Daniel Day-Lewis Can’t Save This Movie
I walked out of Anemone feeling like I had watched a promising film that never quite learned to tell the story it wanted to tell. The picture puts acting heavyweights—Daniel Day-Lewis, Samantha Morton, and Sean Bean—at the center and then asks their faces and gestures to do most of the telling. That choice creates striking moments, but it also leaves large stretches of the film hollow.
Ronan Day-Lewis, directing his father, leans hard into atmosphere and symbolism instead of clear narrative mechanics. The film opens with sparse dialogue and long, deliberate scenes meant to build mood, but the accumulation of symbols rarely clarifies motivation or stakes. When repetition replaces revelation, suspense deflates rather than intensifies.
The movie depends on a handful of memorable set pieces that never quite connect. One sequence shows Daniel Day-Lewis’ character, Ray Stoker, encountering a white, polar-bear-like spirit with a human face—an image that lingers but doesn’t communicate its purpose. Another moment features a semi-transparent creature whose internal organs are visible, a striking visual that serves more as texture than explanation.
There’s also a scene with a dead, oarfish-like animal about six feet long that drifts by, its iridescent body marred by missing sections of skin. In folklore the oarfish can be an omen of seismic doom, but Anemone never follows through on that implication. Instead the image exists as an isolated puzzle piece with no surrounding picture to solve it.
The film attempts a psychological and mythic overlay, yet it rarely makes those layers speak to one another. Good symbolism should deepen character and plot simultaneously, as mirrors do in Darren Aronofsky’s Black Swan or the rabbits in Jordan Peele’s Us. Here the symbols mostly announce themselves and then drift offstage.
There are flashes where the approach works. A letter from Ray’s ex-wife, Nessa, sits unread on a windowsill and later a doll resembling her floats above a bed, creating a genuinely eerie, haunted moment. That scene captures the emotional residue of the past in a concrete way, proving the film can land when form and feeling align. Unfortunately, those successes are intermittent rather than cumulative.
Even the titular reference arrives like an afterthought. Ray tending to anemone flowers leads to one line of dialogue: “Are those the same flowers our father used to grow?” That single exchange nods toward a larger family myth or grief, but the movie does not pursue the famous anemone myth tied to Aphrodite and Adonis or use it to illuminate character. The result is a title that signals meaning the film mostly leaves unexplored.
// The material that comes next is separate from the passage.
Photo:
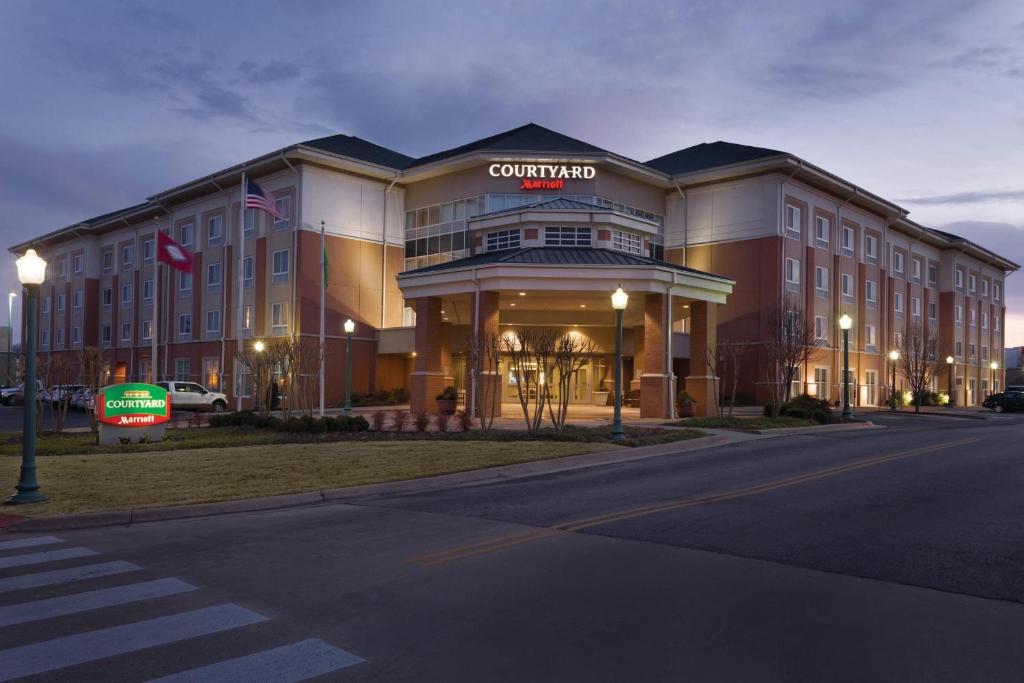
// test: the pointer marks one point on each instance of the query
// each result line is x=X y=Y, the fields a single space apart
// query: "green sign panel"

Daniel Day-Lewis carries the movie with a performance that feels theatrical in the best sense—layered, patient, and often riveting. The score and sound design frequently shoulder the film’s emotional momentum, stepping in where plot and dialogue leave gaps. Still, even powerful acting and evocative music can’t fully cover for a script that withholds too much of its own logic.
Ronan Day-Lewis understands cinematic components: strong cast, vivid imagery, and an appetite for psychological exploration. What he struggles with is integration—how to let a symbol earn its narrative weight and how to convert atmosphere into meaning. The film has artistry on display but not the connective tissue the viewer needs.
Anemone is uneven and often admirable in the same breath: a collection of compelling gestures that rarely coalesce into a convincing whole. It asks the audience to roam through its images and emotions without a reliable map, which will reward some viewers and frustrate others. The movie is an experience rather than an argument, and that decision is its chief strength and its biggest flaw.